The risks to economic independence

Relations with Russia are still the key factor in maintaining financial stability and ensuring balanced economic growth. Currently, the issues of the supply of oil and oil products by Russia, as well as the provision of regular credit resources to Belarus are on the agenda. Some positive dynamics can be noted on both issues, although they have not yet been definitively resolved. After the threats of a complete cessation of the supply of petroleum products, voiced by the Russian authorities in August, the parties nevertheless came to some agreement on this issue. Thus, the mechanism of annual approval of the indicative balance of the supply of Russian oil products to Belarus has been agreed. According to available assurances, Russia is ready to fully meet the needs of the chemical industry in Belarus with a 10% growth margin. Representatives of the Belarusian Government also declare the readiness of their Russian colleagues to work out a compensation mechanism for losses resulting from a tax manoeuvre in the Russian Federation, which is really sensitive to the Belarusian economy.

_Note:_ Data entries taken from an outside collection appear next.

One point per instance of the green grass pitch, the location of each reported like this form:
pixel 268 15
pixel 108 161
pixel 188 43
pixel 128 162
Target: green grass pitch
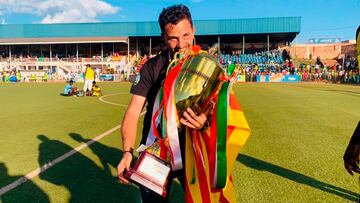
pixel 294 153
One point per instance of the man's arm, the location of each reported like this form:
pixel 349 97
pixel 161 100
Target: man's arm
pixel 352 153
pixel 128 132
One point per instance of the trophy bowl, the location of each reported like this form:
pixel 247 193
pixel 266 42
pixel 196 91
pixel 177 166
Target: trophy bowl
pixel 198 77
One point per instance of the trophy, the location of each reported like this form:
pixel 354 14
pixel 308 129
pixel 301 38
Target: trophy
pixel 197 80
pixel 199 77
pixel 151 171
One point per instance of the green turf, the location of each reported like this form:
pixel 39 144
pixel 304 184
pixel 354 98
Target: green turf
pixel 294 153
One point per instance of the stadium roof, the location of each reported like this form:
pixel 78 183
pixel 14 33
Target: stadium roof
pixel 119 31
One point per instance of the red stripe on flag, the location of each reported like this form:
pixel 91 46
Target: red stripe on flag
pixel 204 187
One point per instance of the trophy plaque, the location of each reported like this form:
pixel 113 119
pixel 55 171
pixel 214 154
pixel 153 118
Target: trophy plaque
pixel 150 172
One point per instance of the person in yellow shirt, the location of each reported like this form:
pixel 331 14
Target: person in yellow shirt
pixel 95 90
pixel 89 78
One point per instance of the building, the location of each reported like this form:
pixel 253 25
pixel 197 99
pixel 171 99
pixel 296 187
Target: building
pixel 68 47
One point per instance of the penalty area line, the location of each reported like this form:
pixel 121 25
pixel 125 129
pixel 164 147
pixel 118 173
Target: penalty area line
pixel 52 163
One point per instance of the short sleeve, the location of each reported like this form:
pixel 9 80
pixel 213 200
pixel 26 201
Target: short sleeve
pixel 143 81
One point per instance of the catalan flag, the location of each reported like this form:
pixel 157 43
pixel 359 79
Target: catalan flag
pixel 210 155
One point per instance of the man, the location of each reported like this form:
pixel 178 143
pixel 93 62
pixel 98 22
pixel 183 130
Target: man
pixel 89 78
pixel 95 90
pixel 178 34
pixel 352 153
pixel 70 90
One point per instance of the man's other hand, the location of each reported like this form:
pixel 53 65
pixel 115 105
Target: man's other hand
pixel 196 119
pixel 123 167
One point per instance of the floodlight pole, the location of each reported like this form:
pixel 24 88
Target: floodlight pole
pixel 50 58
pixel 9 56
pixel 219 45
pixel 137 45
pixel 128 49
pixel 102 52
pixel 150 47
pixel 243 44
pixel 77 53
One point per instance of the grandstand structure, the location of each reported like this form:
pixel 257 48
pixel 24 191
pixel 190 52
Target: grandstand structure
pixel 67 47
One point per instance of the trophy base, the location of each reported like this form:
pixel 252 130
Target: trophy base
pixel 150 172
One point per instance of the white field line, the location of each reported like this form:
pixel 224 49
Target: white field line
pixel 52 163
pixel 102 99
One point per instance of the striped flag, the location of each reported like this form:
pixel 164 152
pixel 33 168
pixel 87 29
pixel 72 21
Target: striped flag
pixel 210 155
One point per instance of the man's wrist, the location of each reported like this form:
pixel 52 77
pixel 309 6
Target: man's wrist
pixel 130 151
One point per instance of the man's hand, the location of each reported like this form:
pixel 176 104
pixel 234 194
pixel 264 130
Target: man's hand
pixel 124 166
pixel 352 153
pixel 196 120
pixel 352 158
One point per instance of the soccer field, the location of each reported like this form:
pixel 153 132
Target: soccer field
pixel 294 153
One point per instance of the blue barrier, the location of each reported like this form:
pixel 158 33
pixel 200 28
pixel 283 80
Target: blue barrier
pixel 291 78
pixel 107 77
pixel 278 78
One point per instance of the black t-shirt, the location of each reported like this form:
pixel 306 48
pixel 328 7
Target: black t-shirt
pixel 148 84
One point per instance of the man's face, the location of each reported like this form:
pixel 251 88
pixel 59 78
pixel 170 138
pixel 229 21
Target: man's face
pixel 179 37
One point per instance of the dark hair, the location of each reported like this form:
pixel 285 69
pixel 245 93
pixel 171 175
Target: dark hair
pixel 173 14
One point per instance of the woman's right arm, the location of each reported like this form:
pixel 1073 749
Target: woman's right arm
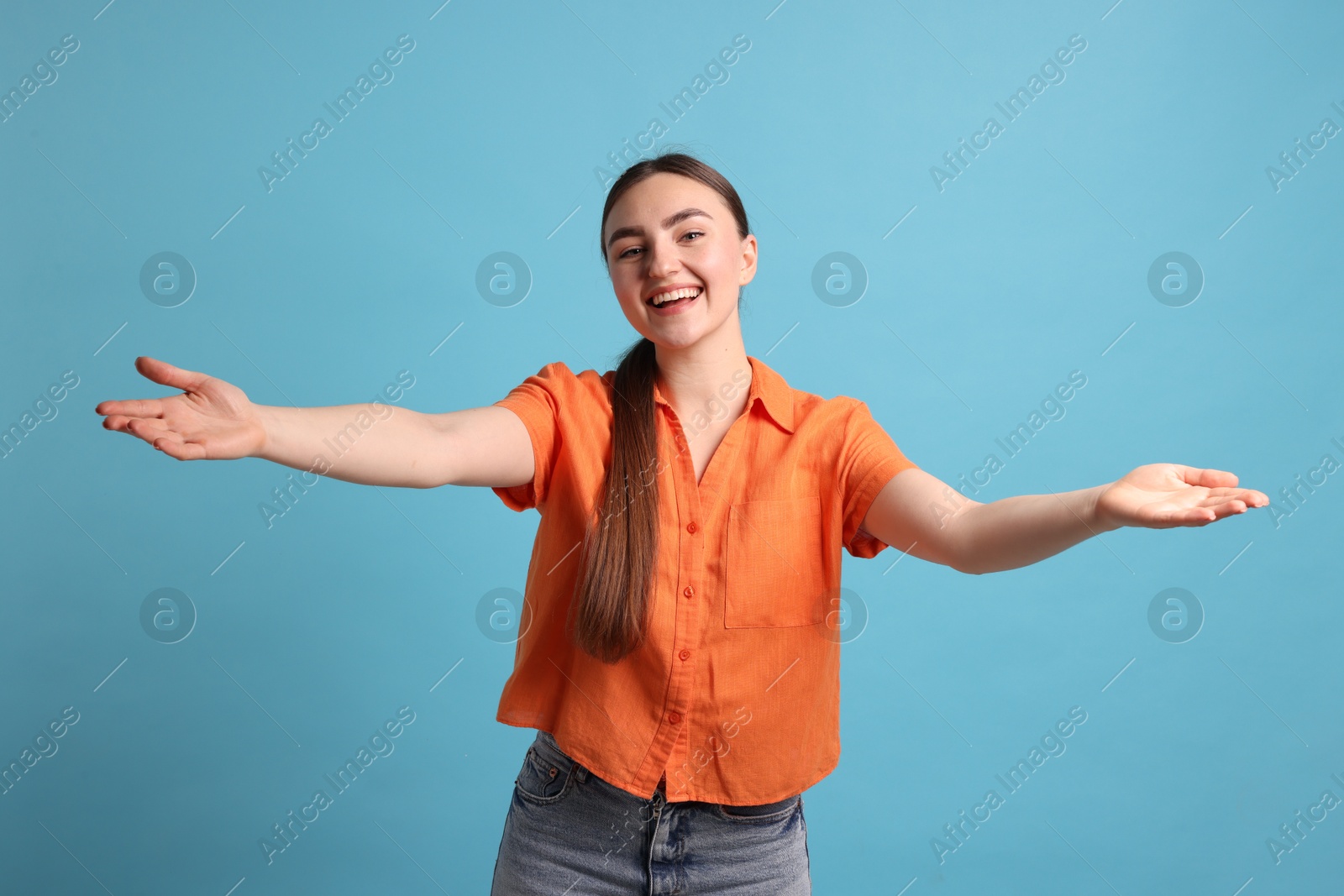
pixel 369 443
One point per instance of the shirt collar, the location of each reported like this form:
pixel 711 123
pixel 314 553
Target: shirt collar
pixel 766 385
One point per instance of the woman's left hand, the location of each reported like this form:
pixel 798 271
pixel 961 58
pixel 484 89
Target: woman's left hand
pixel 1160 496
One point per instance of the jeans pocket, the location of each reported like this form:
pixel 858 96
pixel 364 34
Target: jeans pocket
pixel 763 813
pixel 548 774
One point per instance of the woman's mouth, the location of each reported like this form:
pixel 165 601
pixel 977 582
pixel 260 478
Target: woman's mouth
pixel 675 301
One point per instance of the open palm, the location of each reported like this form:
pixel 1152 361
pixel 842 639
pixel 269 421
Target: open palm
pixel 212 419
pixel 1160 496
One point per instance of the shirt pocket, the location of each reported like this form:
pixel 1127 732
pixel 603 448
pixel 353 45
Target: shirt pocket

Belarusian authorities are counting on Russian loans as the most important source of refinancing payments for servicing state debt this and year. For example, the Government of Belarus hopes to receive a total of USD 1.4 billion in loans from the Russian Federation (of which USD 1 billion is an intergovernmental loan and 2 tranches of a loan from the Eurasian Stabilization and Development Fund for USD 200 million each). It should be noted that, despite assurances voiced earlier, Belarus did not receive the next sixth tranche of the ESDF loan at the beginning of October. The agreements in the oil sector may remain unfulfilled due to unacceptable of Russian political or military conditions for the Belarusian authorities.

Conclusions

Reducing tensions in the financial markets of developing countries decreased the risk of accelerating inflation and devaluation of BYN. At the same time, the rejection of a policy of further monetary easing reduces the potential for economic growth. The desire of the authorities to achieve the stated goals in the pre-election period can be accompanied by an increase in the social focus of budgetary expenditures, as well as forcing banks to increase domestic investment. Excessive use of such approaches will create additional risks for financial stability in the economy.